With the default gc_thresh values and a busy /16 network attached, the neighbour cache can overflow. No indication is given that this happens and it does impact TCP on localhost. Test setup: * about 16k (simulated IP/MAC's) on one interface * web server behind on second interface * routing between the two * HTTP benchmark from the 16k IP's to the web server * for localhost connectivity verification a netperf instance is run on localhost like so: 'netperf -D 1 -l 600 127.0.0.1' Result: Kernel has to learn the 16k IP/MAC combinations, as soon as gc_thresh3 is hit, netperf stalls, no syslog/kernel message indicates the problem. The only indication are log entries like this: "net_ratelimit: 1464 callbacks suppressed" No other messages are logged.
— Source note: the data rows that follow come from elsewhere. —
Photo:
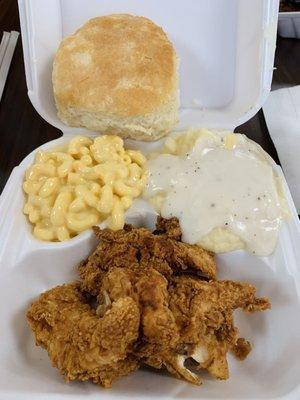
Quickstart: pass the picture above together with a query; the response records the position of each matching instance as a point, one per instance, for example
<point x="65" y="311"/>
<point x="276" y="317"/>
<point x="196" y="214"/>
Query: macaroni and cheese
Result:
<point x="69" y="191"/>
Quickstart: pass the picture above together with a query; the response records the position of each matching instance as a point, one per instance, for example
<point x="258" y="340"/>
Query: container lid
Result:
<point x="226" y="50"/>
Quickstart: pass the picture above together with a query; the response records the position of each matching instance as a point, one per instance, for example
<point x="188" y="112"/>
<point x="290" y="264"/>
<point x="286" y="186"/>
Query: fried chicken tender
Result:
<point x="79" y="343"/>
<point x="139" y="248"/>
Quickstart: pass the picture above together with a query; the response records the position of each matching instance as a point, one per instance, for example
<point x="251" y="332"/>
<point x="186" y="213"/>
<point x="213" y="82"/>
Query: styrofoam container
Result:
<point x="289" y="24"/>
<point x="227" y="54"/>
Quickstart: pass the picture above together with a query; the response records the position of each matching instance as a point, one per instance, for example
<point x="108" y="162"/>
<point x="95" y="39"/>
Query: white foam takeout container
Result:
<point x="227" y="53"/>
<point x="289" y="24"/>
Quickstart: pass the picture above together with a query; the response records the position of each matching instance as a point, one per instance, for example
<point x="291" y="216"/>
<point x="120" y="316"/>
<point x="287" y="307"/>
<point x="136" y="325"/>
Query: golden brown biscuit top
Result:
<point x="117" y="64"/>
What do you mean by "netperf stalls"? When hit gc_thresh3, netperf should get EINVAL and then it should stop unless it ignores syscall return value.
I have used netperf only used to make the problem easily producible. Every *established*, local (though lo interface) TCP connection seems to be affected. The TCP connection seems to stall, netstat shows that the send queue of the netperf server process fills up. traces (systemtap) on the processes show that poll is not reporting the socket as having data. Neither the sender nor the receiver side is getting an EINVAL on the syscalls. tcpdump on lo shows a distinct "gap" between a single TCP packet and ACK for it. Sometimes the gap is 20 seconds, sometime much more.
Hmm, interesting. loopback traffic should not need a neigh entry at all. How many concurrent TCP connections do you have? Did you see any memory pressure? Thanks.